Our children have worked hard at school and so have reached university or are on the way there. To cushion our oldest against student debt we have given him a weekly allowance and have planned to do the same with our daughter if she starts higher education next year. We have helped with deposits, bonds etc. for student accommodation and parted with cash to help purchase family birthday presents, rail tickets and the usual student expenditure.
We have maintained the principle that life is not a free ride and that part-time work is the best protection against student poverty. Both our older kids found weekend jobs in their teens and consequently value the satisfaction engendered from earning one’s pay. No doubt our youngest will follow suit.
We also take an annual summer holiday, always in this country, we run two cars from our own purse and we subscribe to such meritworthy charities as The National Trust, English Heritage and the RNLI. Neither of us smokes or drinks alcohol and our idea of a great evening is a video and a bar of chocolate.
Thus, Dear Reader, I am hoping that you will conclude that we do not indulge in hedonistic frivolities but display a sober and cautious approach to spending worthy of my Quaker ancestry.
We’re an ordinary family dealing with – for us – extraordinary circumstances.
So how do we approach Christmas, considering that come February we lose the vast majority of our monthly income? Do we throw caution to the winds and spend at the rate that we have done in the past? I’m sure our elder daughter would love a laptop and our youngest an iPod touch. And our student son would really appreciate a few hundred quid.

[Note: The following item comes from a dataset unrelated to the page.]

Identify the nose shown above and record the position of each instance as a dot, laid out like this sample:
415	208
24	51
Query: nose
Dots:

Or do we take the ascetic path and adopt the notion that Christmas is cancelled? Would we really miss the abundance of presents and the traditional Christmas blowout of turkey and all the trimmings? Well, yes, actually we would.
So I have decided to follow the wartime adage of Keep Calm and Carry On. Our children will have presents, though perhaps not as trendy or expensive as their peers’. We have bought gifts for family and friends, but on a controlled budget, and at a discount when possible. We will buy for each other, but not as expensively or as extensively as before. And we won’t be visiting the January sales either.
At the end of the day, we’ll still have each other.